Гаустин — назовем его так, потому что он и сам прятался за этим именем, словно под шапкой-невидимкой, — спрятал газету и протянул продавцу довольно крупную банкноту. Тот растерянно повертел банкноту в руке и сказал: «Но у меня… не будет сдачи». Это прозвучало настолько абсурдно на фоне раннего венского утра, что оба, не сговариваясь, рассмеялись.

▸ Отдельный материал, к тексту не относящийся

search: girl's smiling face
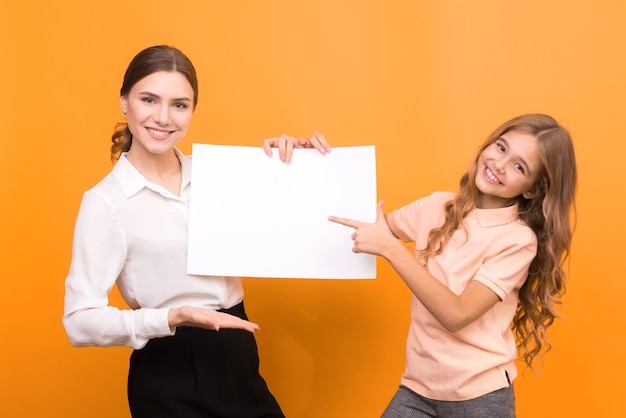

Гаустин любил бездомных и в то же время боялся их. «Любил» и «боялся» — эти слова всегда звучали вместе и всегда в такой очередности. Он любил и боялся бездомных так, как боятся тех, кем уже были, или ожидают, что когда-то ими станут. Он знал, что рано или поздно вольется в их ряды (если использовать знакомое клише). На секунду представил себе длинные шеренги бездомных, марширующих по Кертнерштрассе или Грабенштрассе. Да, он был как они, хотя и несколько особенный. Бездомный без определенного времени жительства, так сказать. Просто по стечению обстоятельств у него водились деньги, не много, но вполне достаточно, чтобы отодвинуть превращение метафизического неудобства в физическое страдание.
Он тогда работал психиатром-геронтологом. Это была одна из его профессий. Я подозревал, что Гаустин тайком использовал истории своих пациентов, чтобы удобно расположиться в них и хоть ненадолго занять чье-то место в прошлом. В его голове беспорядочно перекликалось столько периодов, голосов и мест, что он, не раздумывая долго, просто должен был отдать себя в руки своих коллег-психиатров, пока не совершил нечто такое, из-за чего им придется его прибрать, ибо не останется выбора.
Гаустин взял газету, немного прошел вперед и уселся на скамейку. На нем был темный плащ, из-под которого виднелся высокий ворот свитера, голову прикрывала борсалино, на ногах — старые кожаные ботинки. В руках он держал кожаную сумку благородного неброского красного цвета. Гаустин напоминал прибывшего из какого-то другого десятилетия человека, который только что слез с поезда. Он мог бы сойти за тайного анархиста, стареющего хиппи или проповедника из не очень известного ордена.
Итак, он сел на скамейку и прочитал название газеты: «Аугустинер», издание бездомных. Часть материалов писали именно они, остальное — профессиональные журналисты. На предпоследней странице, внизу в левом углу, в самом незаметном месте — это знают все газетчики — было сообщение. Взгляд Гаустина сразу упал на него. Тонкая улыбка, в которой читалось больше горечи, чем радости, раздвинула его губы. Ему снова придется исчезнуть.
3
В то время, когда имя господина Альцгеймера упоминалось только в анекдотах (например: «„Какой диагноз тебе поставили?“ — „Не помню. Какое-то мужское имя, но я его забыл“».), в небольшой газетенке появилось короткое сообщение — из тех, которые читало не больше пяти человек, причем четверо из них тут же забывали новость.